Assesses the cost structures of businesses operating in the Australian retail trade industry, including costs relative to international competitors.
- The Australian retail sector comprises more than 133 000 businesses contributing around 5 per cent of GDP and 9 per cent of total hours worked.
- The industry is diverse in terms of firm size, product range, business models and formats, and cost structures. Around 95 per cent of all retail businesses are small businesses. The retail sector is operating in an increasingly dynamic and globalised environment, competing on different platforms and across borders. This has delivered better outcomes for consumers and, combined with shifts in consumer spending, has created a challenging trading environment for many retailers.
- The cost of doing retail business is largely driven by geography, markets and commercial decisions. As such, many of the cost pressures facing retailers are market driven and require commercial responses.
- That said, there are some costs that are heavily influenced by government regulations such as those affecting trading hours, the supply of retail space, workplace relations, transportation and delivery of goods, utility charges and liquor licensing. These cost pressures are accentuated in an environment where retailing is more competitive.
- As was the case in 2011 when the Commission undertook an extensive inquiry into the economic structure and performance of the Australian retail industry, retailers continue to operate under several regulatory regimes that unnecessarily inflate their costs and restrict their ability to innovate. With the exception of Victoria, reforms since then have been piecemeal, and incomplete across most jurisdictions. Major restrictions that still need to be addressed are:
- trading hours regulations that restrict the industry’s ability to adapt and compete with online competitors, and provide the convenience that consumers expect
- planning and zoning regulations that are complex, excessively prescriptive, and often anticompetitive.

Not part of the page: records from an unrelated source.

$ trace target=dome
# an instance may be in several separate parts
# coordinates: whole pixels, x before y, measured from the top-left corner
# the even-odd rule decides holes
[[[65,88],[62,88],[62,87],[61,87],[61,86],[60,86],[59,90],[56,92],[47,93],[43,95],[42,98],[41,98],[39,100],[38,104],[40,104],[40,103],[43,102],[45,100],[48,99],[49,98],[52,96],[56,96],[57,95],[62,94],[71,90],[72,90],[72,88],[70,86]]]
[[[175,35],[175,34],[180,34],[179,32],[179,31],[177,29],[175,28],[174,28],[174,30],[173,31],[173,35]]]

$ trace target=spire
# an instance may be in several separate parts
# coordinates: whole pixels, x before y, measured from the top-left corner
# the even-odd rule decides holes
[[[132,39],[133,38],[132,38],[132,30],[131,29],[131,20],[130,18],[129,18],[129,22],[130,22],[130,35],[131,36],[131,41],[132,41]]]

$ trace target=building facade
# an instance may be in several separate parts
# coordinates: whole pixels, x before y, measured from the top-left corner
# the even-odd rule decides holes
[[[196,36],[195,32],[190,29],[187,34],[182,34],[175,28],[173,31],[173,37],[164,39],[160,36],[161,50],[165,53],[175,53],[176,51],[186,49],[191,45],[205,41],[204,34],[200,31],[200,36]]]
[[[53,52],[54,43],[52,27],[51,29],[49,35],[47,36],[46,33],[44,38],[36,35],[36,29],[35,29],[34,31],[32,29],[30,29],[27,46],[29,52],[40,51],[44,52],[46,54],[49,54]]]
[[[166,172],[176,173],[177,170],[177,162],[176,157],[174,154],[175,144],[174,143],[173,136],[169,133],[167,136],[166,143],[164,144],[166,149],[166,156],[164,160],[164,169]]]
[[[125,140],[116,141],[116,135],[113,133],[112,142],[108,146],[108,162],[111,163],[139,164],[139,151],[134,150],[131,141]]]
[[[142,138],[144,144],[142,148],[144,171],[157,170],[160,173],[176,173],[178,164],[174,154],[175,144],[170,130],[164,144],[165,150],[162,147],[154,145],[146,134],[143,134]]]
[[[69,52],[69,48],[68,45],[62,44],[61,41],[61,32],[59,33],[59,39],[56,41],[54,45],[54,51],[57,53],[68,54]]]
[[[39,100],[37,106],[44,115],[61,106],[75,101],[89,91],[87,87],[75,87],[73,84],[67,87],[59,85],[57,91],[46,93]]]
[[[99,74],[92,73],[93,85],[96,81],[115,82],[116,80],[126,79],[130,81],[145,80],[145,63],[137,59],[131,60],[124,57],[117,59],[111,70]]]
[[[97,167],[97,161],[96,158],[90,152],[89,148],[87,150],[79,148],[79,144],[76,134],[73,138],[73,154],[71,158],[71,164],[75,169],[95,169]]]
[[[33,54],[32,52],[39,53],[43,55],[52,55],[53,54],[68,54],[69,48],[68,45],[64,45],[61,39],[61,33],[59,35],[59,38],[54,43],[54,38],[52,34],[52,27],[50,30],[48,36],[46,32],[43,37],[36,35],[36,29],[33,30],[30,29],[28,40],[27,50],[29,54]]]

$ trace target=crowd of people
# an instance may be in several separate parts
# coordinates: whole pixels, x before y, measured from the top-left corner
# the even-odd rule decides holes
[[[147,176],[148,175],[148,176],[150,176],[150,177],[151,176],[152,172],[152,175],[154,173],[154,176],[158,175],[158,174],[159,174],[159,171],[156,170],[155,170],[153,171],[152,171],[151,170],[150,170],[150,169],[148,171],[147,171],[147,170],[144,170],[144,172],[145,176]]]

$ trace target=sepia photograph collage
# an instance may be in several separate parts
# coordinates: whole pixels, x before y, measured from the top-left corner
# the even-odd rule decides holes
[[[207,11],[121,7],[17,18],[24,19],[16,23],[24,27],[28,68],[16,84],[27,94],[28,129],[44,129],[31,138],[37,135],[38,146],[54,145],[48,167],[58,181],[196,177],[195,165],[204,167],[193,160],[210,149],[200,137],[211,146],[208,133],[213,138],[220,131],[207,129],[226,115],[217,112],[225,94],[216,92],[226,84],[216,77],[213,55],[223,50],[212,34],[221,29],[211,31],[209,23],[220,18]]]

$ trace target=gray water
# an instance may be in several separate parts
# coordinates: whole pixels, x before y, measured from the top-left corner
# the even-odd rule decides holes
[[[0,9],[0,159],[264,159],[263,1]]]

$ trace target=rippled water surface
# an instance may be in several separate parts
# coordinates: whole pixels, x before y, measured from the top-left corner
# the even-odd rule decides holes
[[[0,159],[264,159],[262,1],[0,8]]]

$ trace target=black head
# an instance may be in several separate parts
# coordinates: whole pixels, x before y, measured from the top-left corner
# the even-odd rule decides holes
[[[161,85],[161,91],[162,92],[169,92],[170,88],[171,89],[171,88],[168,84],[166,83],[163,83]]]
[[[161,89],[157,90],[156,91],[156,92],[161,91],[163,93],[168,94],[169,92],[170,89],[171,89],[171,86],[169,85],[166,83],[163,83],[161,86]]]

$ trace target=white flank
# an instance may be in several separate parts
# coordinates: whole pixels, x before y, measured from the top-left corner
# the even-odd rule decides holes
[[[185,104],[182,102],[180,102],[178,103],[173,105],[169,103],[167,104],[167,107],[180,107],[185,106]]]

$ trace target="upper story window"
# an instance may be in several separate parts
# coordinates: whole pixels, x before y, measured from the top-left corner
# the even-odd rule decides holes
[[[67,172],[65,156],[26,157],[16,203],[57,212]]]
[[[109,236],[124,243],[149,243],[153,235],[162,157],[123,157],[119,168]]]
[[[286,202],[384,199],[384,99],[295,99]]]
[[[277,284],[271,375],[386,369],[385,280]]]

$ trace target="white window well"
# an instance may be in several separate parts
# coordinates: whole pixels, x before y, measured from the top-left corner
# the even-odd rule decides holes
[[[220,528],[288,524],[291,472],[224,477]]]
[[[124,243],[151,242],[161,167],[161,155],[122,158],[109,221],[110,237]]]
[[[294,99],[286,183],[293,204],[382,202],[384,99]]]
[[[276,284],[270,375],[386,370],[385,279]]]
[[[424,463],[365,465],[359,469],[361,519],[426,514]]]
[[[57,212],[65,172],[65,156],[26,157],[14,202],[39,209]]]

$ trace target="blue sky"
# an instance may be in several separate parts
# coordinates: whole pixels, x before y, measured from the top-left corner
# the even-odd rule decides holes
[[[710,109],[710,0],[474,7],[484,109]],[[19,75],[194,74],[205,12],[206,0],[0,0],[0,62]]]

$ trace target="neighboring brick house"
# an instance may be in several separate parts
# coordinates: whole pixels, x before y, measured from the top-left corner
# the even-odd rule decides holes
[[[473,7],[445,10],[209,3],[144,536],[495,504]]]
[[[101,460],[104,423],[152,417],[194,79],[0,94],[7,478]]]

- Several input prices have increased to add further cost pressures, with prices for major inputs such as labour and occupancy rising faster than final retail prices.
- Notwithstanding the increase in these input costs, cost structures and retail profits have remained relatively stable at a broad industry level. To some extent, overall profitability has been protected by the lower cost of some goods, reflecting both sourcing strategies by retailers and the appreciation of the Australian dollar. The rise in input costs has also been partly offset by productivity gains in the retail sector.
- While some of the larger retailers monitor costs domestically and compare those to their competitors here and overseas, this information is very tightly held given its commercial sensitivity. There are limited publicly available data to support an international comparison of costs across the wide spectrum of businesses operating in what is a very diverse sector.
- At an industry level, labour costs and rent as a share of revenue appear higher in Australia relative to the United Kingdom and the United States. For some retail categories, such as supermarkets, there are no discernible differences in cost structures between Australian retailers and those operating in broadly comparable markets overseas. For other retail categories, such as clothing and footwear, differences are more apparent.
While Australian consumers are enthusiastic online shoppers, Australian retailers do not appear to be using online retailing to its full potential.